I quickly set everything up, then carried Floki to the spot. At this point, his eyes were mostly closed as the sedative had taken full effect. I set the cat bed on the ground, then laid him down. I laid down next to him and pet him for a bit. I quietly told him stories of my fondest memories with him over the years. 

I was still surprisingly calm. The only emotion I felt was the warm connection I had with this cat I had grown so attached to over the last five years. He was purring as he drifted off to sleep. I was thankful those giant googly eyes were closed. 

It was the first echo of the CRACK! off the walls of the valley that busted me out of that compartmentalization. I absolutely fucking lost it. I don't know how much time passed, but something snapped me back into that compartment. I still had a job to do; I had to finish this. 

I wrapped him in one of the blankets he loved and loaded him in the car for the short drive to the spot I'd bury him. Fortuitously, Western Colorado is covered with mesas. 

Nature's counter tops.

The drive sucked. God it sucked. I couldn't stop replaying it. I felt grief and sadness and anxiety. I wanted nothing more than to stop; to be doing anything other than what I was doing right then.
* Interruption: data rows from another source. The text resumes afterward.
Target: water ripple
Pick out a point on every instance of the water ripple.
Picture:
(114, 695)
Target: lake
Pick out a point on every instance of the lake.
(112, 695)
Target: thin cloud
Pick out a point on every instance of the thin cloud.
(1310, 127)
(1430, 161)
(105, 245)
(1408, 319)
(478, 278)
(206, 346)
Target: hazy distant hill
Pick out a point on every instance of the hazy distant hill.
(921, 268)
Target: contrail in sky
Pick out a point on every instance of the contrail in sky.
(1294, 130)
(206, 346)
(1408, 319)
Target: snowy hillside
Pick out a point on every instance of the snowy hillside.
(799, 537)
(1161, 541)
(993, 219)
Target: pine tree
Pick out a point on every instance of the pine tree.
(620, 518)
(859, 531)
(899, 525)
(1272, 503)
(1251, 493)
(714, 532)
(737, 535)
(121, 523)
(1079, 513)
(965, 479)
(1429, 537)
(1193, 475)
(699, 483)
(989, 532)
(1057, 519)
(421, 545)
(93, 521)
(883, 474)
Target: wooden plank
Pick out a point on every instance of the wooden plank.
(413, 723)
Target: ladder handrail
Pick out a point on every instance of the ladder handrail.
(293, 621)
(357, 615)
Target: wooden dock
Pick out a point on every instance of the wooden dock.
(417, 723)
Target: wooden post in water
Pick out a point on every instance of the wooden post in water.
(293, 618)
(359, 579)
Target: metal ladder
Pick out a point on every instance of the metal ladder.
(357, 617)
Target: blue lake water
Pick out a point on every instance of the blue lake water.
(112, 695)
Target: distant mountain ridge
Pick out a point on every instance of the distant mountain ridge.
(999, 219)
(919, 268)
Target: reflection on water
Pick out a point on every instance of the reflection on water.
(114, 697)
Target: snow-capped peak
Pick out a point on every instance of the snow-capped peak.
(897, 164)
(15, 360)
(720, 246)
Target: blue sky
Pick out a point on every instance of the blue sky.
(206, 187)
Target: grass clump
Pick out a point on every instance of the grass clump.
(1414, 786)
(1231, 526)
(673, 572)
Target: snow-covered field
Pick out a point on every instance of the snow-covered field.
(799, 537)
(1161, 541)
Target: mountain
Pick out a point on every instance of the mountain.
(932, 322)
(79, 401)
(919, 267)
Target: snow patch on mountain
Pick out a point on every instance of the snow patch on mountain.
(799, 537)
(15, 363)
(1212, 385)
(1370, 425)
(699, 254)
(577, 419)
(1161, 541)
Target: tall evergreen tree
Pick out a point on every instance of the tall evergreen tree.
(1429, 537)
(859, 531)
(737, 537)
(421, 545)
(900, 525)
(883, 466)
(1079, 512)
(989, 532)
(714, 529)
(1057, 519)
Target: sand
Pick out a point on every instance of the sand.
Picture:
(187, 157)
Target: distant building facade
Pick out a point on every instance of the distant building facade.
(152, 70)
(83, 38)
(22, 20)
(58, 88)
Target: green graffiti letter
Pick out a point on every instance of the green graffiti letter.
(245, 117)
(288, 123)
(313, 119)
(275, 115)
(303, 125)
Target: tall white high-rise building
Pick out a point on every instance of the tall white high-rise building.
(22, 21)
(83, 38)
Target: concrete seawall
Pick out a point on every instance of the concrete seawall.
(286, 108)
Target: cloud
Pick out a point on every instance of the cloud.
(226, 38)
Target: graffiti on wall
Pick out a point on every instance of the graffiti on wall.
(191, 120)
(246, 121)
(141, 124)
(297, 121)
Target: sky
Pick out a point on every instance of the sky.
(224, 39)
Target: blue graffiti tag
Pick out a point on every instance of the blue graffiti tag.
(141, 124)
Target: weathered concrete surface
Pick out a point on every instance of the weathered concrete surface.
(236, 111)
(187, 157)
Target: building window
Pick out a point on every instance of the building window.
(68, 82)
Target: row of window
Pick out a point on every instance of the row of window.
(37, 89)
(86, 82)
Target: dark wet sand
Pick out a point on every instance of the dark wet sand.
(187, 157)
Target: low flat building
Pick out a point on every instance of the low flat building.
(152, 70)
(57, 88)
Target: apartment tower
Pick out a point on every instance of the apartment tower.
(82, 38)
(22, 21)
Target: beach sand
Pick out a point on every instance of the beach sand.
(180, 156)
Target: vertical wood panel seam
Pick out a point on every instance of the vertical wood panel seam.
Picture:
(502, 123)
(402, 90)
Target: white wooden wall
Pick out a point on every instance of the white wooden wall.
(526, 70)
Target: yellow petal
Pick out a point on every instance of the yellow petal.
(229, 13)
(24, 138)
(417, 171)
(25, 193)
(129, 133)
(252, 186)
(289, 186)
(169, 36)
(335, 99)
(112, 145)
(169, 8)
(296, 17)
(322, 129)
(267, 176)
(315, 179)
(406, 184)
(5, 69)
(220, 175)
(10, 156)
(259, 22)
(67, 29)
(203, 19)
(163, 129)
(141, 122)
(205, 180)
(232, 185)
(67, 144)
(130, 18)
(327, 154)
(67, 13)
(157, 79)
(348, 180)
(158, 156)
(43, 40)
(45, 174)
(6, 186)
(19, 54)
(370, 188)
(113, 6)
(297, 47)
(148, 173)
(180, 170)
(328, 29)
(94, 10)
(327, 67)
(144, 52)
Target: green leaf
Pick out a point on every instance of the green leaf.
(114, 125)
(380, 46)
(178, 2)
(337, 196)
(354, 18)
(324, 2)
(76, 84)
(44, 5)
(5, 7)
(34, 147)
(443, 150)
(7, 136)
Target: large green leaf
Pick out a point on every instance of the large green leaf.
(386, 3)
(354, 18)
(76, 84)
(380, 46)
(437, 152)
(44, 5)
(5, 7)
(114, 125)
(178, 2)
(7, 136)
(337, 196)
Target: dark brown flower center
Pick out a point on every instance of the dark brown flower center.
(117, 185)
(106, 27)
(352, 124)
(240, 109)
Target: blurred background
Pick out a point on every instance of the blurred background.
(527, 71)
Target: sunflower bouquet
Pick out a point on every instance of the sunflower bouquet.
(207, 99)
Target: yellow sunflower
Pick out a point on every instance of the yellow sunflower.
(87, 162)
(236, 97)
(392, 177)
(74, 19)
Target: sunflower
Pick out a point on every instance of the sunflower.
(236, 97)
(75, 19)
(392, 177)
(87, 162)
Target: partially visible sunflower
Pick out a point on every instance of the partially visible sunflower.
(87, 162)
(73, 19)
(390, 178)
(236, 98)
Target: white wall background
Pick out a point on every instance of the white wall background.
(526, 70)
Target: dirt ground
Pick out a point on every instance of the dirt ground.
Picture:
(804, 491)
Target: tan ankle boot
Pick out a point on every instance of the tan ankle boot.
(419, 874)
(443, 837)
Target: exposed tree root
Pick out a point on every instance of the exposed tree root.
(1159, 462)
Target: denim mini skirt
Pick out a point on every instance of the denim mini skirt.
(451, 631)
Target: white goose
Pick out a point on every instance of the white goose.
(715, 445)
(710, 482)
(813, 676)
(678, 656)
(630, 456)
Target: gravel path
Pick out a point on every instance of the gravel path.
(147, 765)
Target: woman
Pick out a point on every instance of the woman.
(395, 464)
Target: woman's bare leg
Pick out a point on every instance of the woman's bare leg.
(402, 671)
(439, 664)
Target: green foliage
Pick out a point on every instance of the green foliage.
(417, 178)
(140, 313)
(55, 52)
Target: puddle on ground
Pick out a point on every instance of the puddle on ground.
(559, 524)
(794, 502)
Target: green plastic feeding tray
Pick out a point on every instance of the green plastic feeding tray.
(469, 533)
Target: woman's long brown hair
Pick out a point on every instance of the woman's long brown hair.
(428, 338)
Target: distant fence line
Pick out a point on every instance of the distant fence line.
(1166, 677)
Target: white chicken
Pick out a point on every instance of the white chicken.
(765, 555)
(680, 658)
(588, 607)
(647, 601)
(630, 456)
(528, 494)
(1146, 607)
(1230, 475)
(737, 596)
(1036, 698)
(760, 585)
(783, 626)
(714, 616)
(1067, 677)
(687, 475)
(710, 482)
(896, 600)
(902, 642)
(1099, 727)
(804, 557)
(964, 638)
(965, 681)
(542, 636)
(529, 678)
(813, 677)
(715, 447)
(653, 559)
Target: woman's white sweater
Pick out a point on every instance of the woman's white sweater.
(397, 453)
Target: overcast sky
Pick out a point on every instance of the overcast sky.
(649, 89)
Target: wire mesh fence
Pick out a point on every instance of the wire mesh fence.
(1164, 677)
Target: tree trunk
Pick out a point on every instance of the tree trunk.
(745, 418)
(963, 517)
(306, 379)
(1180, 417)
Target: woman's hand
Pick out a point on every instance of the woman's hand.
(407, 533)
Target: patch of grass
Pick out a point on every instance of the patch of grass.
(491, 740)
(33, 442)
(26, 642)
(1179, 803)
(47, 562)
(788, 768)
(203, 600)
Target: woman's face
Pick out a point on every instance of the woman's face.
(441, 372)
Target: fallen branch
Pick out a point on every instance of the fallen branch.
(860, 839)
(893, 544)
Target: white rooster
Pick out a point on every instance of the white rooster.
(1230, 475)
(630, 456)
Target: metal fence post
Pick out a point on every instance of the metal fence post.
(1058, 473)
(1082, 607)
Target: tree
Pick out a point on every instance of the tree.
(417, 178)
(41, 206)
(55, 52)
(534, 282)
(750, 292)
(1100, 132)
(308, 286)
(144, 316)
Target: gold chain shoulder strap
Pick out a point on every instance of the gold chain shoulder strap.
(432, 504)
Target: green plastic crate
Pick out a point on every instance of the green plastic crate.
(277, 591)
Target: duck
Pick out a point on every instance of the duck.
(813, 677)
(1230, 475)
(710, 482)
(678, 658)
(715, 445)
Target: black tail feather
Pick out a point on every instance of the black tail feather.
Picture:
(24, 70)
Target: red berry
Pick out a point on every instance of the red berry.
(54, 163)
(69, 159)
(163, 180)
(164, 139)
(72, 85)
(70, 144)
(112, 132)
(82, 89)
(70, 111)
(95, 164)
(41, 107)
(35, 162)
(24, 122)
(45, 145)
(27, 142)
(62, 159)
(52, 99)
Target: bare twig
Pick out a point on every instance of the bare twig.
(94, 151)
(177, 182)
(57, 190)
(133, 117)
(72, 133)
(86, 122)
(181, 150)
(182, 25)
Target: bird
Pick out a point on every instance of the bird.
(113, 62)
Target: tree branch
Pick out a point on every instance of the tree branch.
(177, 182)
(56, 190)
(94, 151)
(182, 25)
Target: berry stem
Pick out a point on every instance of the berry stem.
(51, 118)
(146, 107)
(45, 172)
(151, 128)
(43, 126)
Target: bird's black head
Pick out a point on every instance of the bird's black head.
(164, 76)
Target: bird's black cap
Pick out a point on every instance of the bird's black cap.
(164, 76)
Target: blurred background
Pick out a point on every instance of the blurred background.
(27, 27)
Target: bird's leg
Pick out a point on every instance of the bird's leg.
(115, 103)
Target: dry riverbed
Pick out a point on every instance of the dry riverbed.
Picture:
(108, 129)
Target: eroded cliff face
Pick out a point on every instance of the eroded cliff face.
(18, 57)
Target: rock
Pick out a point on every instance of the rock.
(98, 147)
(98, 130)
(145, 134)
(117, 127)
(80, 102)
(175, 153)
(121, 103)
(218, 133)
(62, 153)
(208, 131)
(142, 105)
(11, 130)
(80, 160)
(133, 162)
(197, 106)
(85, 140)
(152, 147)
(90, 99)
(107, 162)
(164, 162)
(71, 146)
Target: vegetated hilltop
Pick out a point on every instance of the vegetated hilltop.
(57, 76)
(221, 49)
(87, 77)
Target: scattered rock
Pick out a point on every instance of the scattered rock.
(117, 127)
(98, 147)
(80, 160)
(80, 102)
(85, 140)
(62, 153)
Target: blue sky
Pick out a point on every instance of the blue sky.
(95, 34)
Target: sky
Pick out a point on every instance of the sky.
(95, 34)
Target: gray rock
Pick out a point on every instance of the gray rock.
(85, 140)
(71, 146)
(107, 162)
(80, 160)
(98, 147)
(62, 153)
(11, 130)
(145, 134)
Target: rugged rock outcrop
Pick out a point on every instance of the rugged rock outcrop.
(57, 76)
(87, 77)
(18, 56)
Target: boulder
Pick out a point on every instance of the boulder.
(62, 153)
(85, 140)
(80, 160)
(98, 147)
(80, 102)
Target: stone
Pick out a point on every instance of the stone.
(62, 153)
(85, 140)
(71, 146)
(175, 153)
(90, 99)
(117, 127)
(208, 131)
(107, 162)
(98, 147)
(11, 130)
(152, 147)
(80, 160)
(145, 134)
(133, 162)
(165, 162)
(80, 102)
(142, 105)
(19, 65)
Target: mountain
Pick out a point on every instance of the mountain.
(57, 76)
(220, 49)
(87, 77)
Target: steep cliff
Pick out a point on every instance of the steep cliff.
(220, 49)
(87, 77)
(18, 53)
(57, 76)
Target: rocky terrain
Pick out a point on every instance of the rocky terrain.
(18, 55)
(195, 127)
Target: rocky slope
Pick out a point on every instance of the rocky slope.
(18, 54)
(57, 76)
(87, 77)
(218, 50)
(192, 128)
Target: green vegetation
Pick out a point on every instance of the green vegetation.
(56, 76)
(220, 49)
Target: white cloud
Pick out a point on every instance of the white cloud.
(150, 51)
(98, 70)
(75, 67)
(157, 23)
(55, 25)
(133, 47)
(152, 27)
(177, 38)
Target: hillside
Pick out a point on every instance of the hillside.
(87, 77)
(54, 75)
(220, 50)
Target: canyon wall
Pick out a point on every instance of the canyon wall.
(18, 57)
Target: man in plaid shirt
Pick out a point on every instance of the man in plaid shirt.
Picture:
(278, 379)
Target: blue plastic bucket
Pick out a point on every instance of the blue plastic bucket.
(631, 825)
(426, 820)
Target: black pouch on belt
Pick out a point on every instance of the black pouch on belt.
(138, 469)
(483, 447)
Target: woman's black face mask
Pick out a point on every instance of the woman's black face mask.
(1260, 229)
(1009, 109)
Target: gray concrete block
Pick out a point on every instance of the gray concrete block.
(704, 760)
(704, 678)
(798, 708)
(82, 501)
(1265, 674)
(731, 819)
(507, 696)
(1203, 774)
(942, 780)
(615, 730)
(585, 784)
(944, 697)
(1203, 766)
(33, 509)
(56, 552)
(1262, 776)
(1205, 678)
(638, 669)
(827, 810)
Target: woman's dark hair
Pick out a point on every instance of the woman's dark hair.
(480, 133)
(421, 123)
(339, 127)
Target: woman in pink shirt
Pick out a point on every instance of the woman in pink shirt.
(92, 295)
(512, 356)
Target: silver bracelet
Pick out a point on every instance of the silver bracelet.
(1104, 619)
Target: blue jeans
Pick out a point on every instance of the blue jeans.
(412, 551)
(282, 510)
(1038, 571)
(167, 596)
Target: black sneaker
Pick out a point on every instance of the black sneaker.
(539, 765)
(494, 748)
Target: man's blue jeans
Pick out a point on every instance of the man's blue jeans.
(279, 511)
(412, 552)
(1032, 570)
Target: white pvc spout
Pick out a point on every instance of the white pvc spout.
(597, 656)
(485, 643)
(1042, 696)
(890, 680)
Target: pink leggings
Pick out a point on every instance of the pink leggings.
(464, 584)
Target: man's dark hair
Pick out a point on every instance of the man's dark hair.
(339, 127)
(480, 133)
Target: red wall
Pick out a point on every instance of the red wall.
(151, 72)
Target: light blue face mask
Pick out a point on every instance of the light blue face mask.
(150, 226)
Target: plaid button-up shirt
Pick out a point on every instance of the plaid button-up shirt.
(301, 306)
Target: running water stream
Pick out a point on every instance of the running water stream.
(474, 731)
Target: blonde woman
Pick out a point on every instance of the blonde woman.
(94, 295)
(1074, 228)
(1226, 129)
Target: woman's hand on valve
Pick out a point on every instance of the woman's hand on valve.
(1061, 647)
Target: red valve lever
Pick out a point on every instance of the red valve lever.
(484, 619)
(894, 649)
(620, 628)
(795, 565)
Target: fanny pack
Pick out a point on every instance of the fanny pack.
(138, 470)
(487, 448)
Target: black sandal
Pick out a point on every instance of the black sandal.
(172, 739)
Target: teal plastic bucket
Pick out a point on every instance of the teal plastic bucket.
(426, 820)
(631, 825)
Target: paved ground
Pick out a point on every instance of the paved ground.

But I had to finish. 

I arrived at the spot. I climbed to the top of one of my favorites and found a perfect spot facing the snow-covered San Juan Mountains to the south. I'm not religious or even spiritual, but something about this spot felt right. Very, very right. The picture doesn't do it justice.

Rest in peace, friend.

This was and still is really, really hard. But together, we gave Floki the best end he could have possibly had. He was treated like a king and had a peaceful end. 

The grief will pass. It always does. But god damn, it hurts.